The extraordinary story behind the Women's Orchestra of Auschwitz
Anne Sebba's impressive book on the women who formed an orchestra in Auschwitz is subtitled 'A Story of Survival': and that, paradoxically, was the problem for many who played in it. They were not sent to the gas chambers at the whim of the camp authorities; their musicality gave them a use to the Nazis that, in most cases, saved their lives.
Some had survivors' guilt, but for others the will to live overcame all else. All seemed to have been affected by the exploitative way that the women's orchestra (there was one for men too in their camp) was deployed; and many other inmates could not reconcile themselves to what these musicians did to oblige their captors.
It had three main duties. One was to play marches as slave labourers left the camp in the morning and as they returned at night, staggering with exhaustion and sometimes carrying the corpses of comrades who had dropped dead that day. The second was to play music as the transports of inmates, mostly Jews and mostly destined for immediate extermination, arrived in cattle trucks at the disembarkation ramp. During the selection process for slave labour or death the orchestra played, a cynical ploy by the SS to make the condemned think that in arriving at a place where music was played things could not be too bad. This, especially, horrified the players.

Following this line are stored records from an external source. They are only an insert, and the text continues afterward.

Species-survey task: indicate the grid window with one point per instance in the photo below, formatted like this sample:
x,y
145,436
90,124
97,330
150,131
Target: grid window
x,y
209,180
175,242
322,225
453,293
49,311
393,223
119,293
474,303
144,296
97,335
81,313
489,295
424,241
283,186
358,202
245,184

The third was to give private concerts and recitals for their music-loving guards, who despite working amidst the utmost wickedness and depravity liked to pose as civilised consumers of culture (or perhaps, for some of them, it was a distraction from the horror happening around them). Dr Mengele, when not experimenting on pregnant women, was partial to an operatic duet, and Rudolf Höss, the commandant, liked an aria from Madama Butterfly before going off to select more victims. On Sunday nights the orchestra would give concerts of up to three hours for the SS. It disgusted the musicians: but their utility was all that kept them from death.
The orchestra was far from entirely Jewish. Several Poles played in it and, later, Russian women prisoners of war. Indeed its conductor for much of its existence, Alma Rosé, an Austrian violinist who had toured Europe and had an international reputation, was under constant pressure to keep the quota of Jews in the ensemble down. Rosé is one of the foremost heroines of this book. She was the niece of Gustav Mahler, and her renown meant she was welcomed by her captors on arriving at the camp, and put in charge of the orchestra. She used her superior musicianship not merely to raise the standards of playing and performance, but to school members of the orchestra to a point where their positions were safeguarded and the risk of their being removed from the orchestra and sent to their deaths had been eradicated.
To achieve this she often resorted to harsh words, and sometimes to beating those who she thought were not trying: not because she was, like their guards, a brute, but because she was desperate to save their lives. Eventually the strain became intolerable for her. She died in April 1944, not directly murdered, but of some form of poisoning, possibly botulism. Sebba also says that some thought she might have been suicidal, or that a jealous inmate had poisoned her (Rosé and all the musicians had privileges about their dress, food and accommodation, but Rosé had more than most, and some felt she ingratiated herself with the guards).
In the months after her death it proved hard to hold the orchestra together, there being no-one else who had her discipline and range of musical talents. Yet as the Russians advanced and the German defeat became inevitable, it ceased to matter. In October 1944 the Jews in the orchestra were sent to Belsen; the non-Jews left shortly before the Russians reached the camp in January 1945, going to Ravensbruck and other prisons in Germany. Despite the hideous conditions and the rampant disease in Belsen, and the winter 'death marches' back to Germany, many of the orchestra survived. Sebba tells the story of their post-war lives; some earned a living through music, others never touched an instrument again, and some could not even bear, for years, to hear music at all.
Among the vast testimonies published about Auschwitz there have been a number of books, and documentaries, about the orchestra. Not only does Sebba appear to have read most of them – published or unpublished – and have seen or heard the recorded material, but she managed to interview the last two survivors: Hilde Grünbaum, who died in 2024 shortly after her 100th birthday, and Anita Wallfisch, the distinguished cellist who co-founded the English Chamber Orchestra, and will celebrate her 100th birthday in July.
Sebba's command of detail is superb. She quite rightly outlines the atrocities of the sadists, psychopaths and savages whom Auschwitz seemed to attract like a magnet; but also the resilience and courage of a group of women who refused to be beaten by evil, and used music to save their lives.